Povos originários têm feito uma articulação para que o Ministério dos Povos Indígenas (MPI) aumente a consistência do trabalho das forças de segurança no Javari, principalmente nos locais de atuação dos agentes. A intenção é que a balsa circule até Quixito para monitorar e atuar dentro da Terra Indígena (TI), e que a PF atue junto com os servidores da Funai nas Bases de Proteção Etnoambiental (Bapes), sobretudo na de Curuçá. "Existem cinco bases para reforçar o trabalho. Cada um dos órgãos de segurança poderia enviar equipes de 10 pessoas para os locais", sugeriu o coordenador da Univaja, Bushe Matis.
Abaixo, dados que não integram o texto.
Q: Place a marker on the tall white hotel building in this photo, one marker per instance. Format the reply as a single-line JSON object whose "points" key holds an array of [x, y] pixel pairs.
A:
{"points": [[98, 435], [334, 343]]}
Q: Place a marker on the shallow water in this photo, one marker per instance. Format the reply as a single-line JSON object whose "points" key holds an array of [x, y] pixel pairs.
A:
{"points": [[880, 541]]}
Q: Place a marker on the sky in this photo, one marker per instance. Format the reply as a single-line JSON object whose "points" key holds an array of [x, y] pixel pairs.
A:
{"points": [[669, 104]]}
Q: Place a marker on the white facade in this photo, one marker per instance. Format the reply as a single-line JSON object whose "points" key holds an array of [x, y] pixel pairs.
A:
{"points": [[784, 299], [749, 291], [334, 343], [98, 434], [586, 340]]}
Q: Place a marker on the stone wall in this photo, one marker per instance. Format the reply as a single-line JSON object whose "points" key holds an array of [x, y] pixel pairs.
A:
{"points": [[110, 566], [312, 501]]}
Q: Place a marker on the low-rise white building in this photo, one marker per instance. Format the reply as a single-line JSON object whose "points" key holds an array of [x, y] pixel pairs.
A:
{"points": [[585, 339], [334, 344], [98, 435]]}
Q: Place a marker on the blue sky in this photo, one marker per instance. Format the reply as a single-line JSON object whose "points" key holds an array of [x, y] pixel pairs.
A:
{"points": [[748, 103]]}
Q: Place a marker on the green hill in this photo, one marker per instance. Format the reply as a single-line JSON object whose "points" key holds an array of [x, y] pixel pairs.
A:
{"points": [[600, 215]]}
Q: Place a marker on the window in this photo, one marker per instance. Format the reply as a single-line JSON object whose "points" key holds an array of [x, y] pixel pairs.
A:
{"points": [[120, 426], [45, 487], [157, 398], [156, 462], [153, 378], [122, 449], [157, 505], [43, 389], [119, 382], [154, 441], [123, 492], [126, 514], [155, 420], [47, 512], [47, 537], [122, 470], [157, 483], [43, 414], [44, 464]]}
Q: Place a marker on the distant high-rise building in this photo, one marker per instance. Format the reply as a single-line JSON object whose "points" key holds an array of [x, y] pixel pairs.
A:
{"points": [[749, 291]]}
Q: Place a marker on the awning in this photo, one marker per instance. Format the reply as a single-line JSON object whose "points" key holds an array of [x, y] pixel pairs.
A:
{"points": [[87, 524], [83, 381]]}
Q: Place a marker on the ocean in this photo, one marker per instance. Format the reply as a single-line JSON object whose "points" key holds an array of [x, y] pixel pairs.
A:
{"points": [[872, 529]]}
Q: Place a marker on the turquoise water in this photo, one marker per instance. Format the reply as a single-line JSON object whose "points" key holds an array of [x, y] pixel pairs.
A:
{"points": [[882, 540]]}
O MPI, que informa ser uma pasta com papel de articulação junto aos demais órgãos que comandam as forças de segurança, alegou que "tem feito tratativas para aumentar recursos" e fortalecer as estruturas físicas da Funai. Há também o plano de um grupo de trabalho (GT) específico para a questão da segurança no local. "O Ministério dos Povos Indígenas está articulando, no âmbito do Comitê Interministerial de Coordenação, Planejamento e Acompanhamento das Ações de Desintrusão de Terras Indígenas, um GT específico para lidar com a questão de segurança no Vale do Javari", comentou, em nota.

Em paralelo, mesmo sem reconhecimento dos órgãos competentes, a Univaja mantém o trabalho de monitoramento e fiscalização da TI, onde encontram-se 64 aldeias de 26 povos e cerca de 6,3 mil pessoas. A principal atividade é feita com as equipes de vigilância do território que atuam no chamado avivamento, ou seja, na identificação, abertura de picadas e limpeza dos caminhos, no intuito de deixar claro onde estão os limites da terra indígena. Também há o treinamento dos indígenas para manusear tecnologias, como gps, drone e aplicativos, para realizar a fiscalização e monitoramento do local demarcado pela União.